Highly Conductive Liquid Metal-Based Shape Memory Material with an Ultrasensitive Fire Warning Response

Fire warning materials always play an important role in safeguarding people's lives and property. In general, existing approaches to realize supersensitive fire warning responses are typically focused on how to reduce response times. However, most strategies to effectively achieve fire warning require a high trigger temperature of over 180 degrees C that is unsuitable for fire warning of materials with a low flash point. Herein, a liquid metal-based shape memory material (LM-SMM) is fabricated by integrating liquid metal (LM), polydimethylsiloxane (PDMS), and polyurethane foam. The phase transition function of the LM contributes to better shape fixation properties. Meanwhile, the flexibility of PDMS assures good shape recovery performance. In particular, the LM-SMM still owns favorable electrical conductivity that could facilitate its application in advanced electronics. The combination of switchable structure and excellent electrical conductivity makes this LM-SMM appropriate for an ultrasensitive fire warning response.
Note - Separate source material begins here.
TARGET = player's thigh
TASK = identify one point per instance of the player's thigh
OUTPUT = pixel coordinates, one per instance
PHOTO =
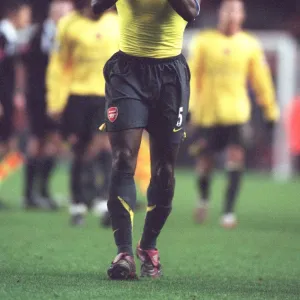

With the help of such performance, the LM-SMM can achieve the lowest fire-warning response temperature in a fast response time, which displays promising application in the safe storage of flammable materials. More importantly, this work could not only achieve the fabrication of highly conductive LM-SMM but also expand applications, thus providing possibilities for the next-generation supersensitive fire-warning response materials.